I'm a bit more positive tonight though a corner in the denial tent sounds like a plan for now.

zowie 17-06-2009 11:04 PM

*Curls up with a blanket and goes to sleep*

Eclectica 18-06-2009 12:01 AM

I knew it would happen. Everybodys commenting on my SHing. Again. And I'm sick of it.

I think I'm gonna leave this RYL account. Start new, nobody knowing my new account name. I think my mum somehow has heard what i've been posting on here. Dunno how but for ****s sake. And whatever I post gets commented on by everybody.

If anybody wants to know my new name, PM me. I'm leaving this account for good and no hints on the new account will be left as to who I am.

Not even my splits will post on here. I'm sick of the damned guilt trips everyone does to me. It makes me worse.

Damnation. 18-06-2009 01:30 AM

Quote:

Originally Posted by Kahlia1981 (Post 1692337)
Glad you finally had your assessment, Dayna. Also glad the woman was nice, what sort of things have they put in place for you?

Quote:

Originally Posted by BigBear (Post 1691955)
Glad the lady was nice. Must have been hard *hugs* I hope it helps though. Good luck with the drs. Take care x

*Hugs both* Yeah, I'm glad that I've finally had it, too. It was a bit on the hard side, but could've been worse. I think it's just the future appts with the psyche and doctor now to wait for

EDIT: Whoops, I seemed to have combined Kahlia's and Arwen's posts together, lol .__.;

Quote:

Originally Posted by Eclectic*a (Post 1693819)
I knew it would happen. Everybodys commenting on my SHing. Again. And I'm sick of it.

I think I'm gonna leave this RYL account. Start new, nobody knowing my new account name. I think my mum somehow has heard what i've been posting on here. Dunno how but for ****s sake. And whatever I post gets commented on by everybody.

If anybody wants to know my new name, PM me. I'm leaving this account for good and no hints on the new account will be left as to who I am.

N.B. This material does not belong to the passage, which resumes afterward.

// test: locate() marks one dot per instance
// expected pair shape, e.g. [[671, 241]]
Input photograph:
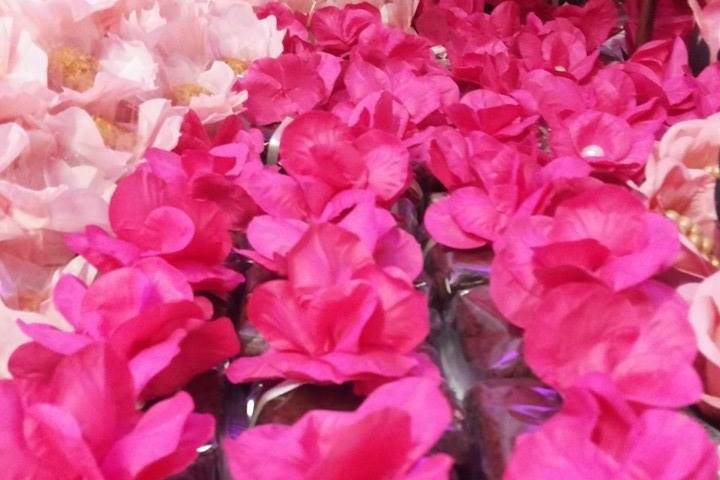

Not even my splits will post on here. I'm sick of the damned guilt trips everyone does to me. It makes me worse.

x_x I'm sorry you're having to deal with all the guilt trips and ****, and feel that you have to leave your account

~Kaytee~ 18-06-2009 02:23 AM

Thanks Zowie. It's complicated. Don't want to go into it. Rather forget it.

I don't know how I'm feeling. Pretty faint, so hungry, sick. Another episode. Please let wednesday happen fast. I want these exams over. I'm over everything. I had a dream that my sister started cutting. DAMN DREAM. So triggering.. very bad =[

Kahlia1981 18-06-2009 04:31 AM

I managed to slip my cast off during the night and had to go get a new one put on. But I brought forward my appointment with fracture clinic to Monday so it'll be done before the surgery.